Однако мать все же не встает: верная долгу, сидит, примостившись на краешке, повиснув над полом мощными бедрами. Повинуясь долгу. Какому? Ну как же: больной ребенок нуждается в матери. Что-то в этом духе. Однако нет контакта между маленьким потным тельцем, жаждущим защиты, стремящимся прижаться к большому, теплому телу, которое не будет мучить, сдавливать коленями, больно сжимать ребра, и большим, прохладным, ровно дышащим телом уверенной в себе, исполненной чувства долга матери. Не дает им общение радости.

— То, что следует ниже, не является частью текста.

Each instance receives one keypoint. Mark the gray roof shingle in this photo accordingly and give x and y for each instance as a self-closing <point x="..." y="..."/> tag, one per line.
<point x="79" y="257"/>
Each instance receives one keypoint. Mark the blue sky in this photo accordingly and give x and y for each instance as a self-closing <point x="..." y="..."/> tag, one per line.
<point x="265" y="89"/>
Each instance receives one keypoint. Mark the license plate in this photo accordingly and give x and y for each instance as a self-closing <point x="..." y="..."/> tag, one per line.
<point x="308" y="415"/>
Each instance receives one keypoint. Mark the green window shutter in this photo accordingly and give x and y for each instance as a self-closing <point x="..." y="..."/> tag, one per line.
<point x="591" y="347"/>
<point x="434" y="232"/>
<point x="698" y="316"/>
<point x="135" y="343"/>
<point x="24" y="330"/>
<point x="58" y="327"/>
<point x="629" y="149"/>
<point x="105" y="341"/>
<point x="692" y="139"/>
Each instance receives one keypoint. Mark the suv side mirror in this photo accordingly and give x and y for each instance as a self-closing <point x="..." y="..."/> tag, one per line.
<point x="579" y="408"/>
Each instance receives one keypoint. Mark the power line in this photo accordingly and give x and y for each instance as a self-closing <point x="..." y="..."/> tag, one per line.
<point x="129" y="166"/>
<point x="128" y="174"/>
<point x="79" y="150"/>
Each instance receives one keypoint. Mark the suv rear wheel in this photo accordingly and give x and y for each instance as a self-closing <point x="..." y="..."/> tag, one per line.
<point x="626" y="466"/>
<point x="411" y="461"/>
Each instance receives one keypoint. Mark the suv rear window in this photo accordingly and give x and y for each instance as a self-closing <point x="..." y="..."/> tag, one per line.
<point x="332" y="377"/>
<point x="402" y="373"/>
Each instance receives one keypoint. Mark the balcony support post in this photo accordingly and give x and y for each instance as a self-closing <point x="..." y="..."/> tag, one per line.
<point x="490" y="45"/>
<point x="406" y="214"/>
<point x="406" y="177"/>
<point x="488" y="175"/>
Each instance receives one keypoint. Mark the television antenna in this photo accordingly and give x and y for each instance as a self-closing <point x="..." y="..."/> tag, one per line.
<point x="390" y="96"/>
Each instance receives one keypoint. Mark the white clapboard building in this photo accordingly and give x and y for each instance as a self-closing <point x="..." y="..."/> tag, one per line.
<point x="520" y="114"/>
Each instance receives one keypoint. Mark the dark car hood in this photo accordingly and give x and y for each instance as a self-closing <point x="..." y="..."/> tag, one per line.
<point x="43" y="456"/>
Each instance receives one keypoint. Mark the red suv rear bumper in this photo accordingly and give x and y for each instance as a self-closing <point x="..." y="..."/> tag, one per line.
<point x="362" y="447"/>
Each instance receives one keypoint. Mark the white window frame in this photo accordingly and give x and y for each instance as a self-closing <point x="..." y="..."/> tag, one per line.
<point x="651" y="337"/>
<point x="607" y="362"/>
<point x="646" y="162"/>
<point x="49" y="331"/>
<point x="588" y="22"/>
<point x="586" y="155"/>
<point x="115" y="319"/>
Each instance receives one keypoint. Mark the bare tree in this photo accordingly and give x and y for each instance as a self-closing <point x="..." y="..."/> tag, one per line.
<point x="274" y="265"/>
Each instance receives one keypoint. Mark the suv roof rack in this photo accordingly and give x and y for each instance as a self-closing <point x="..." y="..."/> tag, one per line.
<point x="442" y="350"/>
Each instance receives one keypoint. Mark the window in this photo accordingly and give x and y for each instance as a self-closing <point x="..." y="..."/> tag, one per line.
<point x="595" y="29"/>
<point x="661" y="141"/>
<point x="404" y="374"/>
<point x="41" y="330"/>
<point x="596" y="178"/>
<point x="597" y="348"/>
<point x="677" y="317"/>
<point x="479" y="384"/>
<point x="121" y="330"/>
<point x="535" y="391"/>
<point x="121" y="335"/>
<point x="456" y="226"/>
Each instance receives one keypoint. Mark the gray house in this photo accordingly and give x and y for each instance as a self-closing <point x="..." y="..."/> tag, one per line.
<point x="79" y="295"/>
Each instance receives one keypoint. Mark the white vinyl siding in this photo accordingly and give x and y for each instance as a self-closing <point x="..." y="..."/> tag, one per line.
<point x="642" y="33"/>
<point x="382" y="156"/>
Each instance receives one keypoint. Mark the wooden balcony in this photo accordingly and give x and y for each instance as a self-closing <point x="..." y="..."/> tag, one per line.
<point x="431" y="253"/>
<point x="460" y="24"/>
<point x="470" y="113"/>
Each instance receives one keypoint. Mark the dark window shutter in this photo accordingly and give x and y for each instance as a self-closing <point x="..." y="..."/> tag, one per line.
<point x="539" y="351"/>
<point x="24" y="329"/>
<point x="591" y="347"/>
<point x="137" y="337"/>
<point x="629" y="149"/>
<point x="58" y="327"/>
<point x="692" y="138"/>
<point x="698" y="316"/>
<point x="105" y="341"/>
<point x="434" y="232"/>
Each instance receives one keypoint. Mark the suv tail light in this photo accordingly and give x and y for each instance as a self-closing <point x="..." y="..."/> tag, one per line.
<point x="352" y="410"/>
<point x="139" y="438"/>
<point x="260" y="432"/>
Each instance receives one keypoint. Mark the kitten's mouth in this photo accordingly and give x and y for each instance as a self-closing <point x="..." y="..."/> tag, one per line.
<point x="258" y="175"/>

Маленькая девочка хватает стакан, залпом опустошает его. Мать встает.
— Сейчас принесу еще.
— Ой, лучше посиди со мной.
— Не могу, Эмили. Не капризничай.
— Папа дома?
— Он занят.
— Пусть он мне почитает.
— Эмили, ты же сама умеешь читать. Ты ведь уже большая девочка.
Женщина забирает стакан и удаляется. Девочка вытаскивает из-под подушки недоеденное печенье, тянется за книжкой; читает и жует, все время ерзая. Руки ее начинают блуждать по телу, касаются волос, щек, плеч, спускаются ниже, подходят к промежности — и отдергиваются, как будто натолкнувшись на колючую проволоку. Малышка гладит бедра, сжимает и разжимает их, глаза не отрываются от книжки, челюсти мерно движутся, зубы месят сладкую мучнистую жижу…
Эмили лежит на полу большой комнаты.
— Ох, Хуго, милый мой, мой Хуго… Ты ведь мой, Хуго? Милашка, как я тебя люблю…
Меня заливает волна какого-то смешного раздражения, беспокойства, беспомощности взрослого, наблюдающего за ростом юного организма. Вот она передо мной, заключена в оболочку своего возраста — но связанная с только что описанными сценами за стеной, из оформившего ее хинтерланда. Она не видела того, что видела я, но рассказывать Эмили об этом бесполезно. Конечно, она услышит слова, но и только.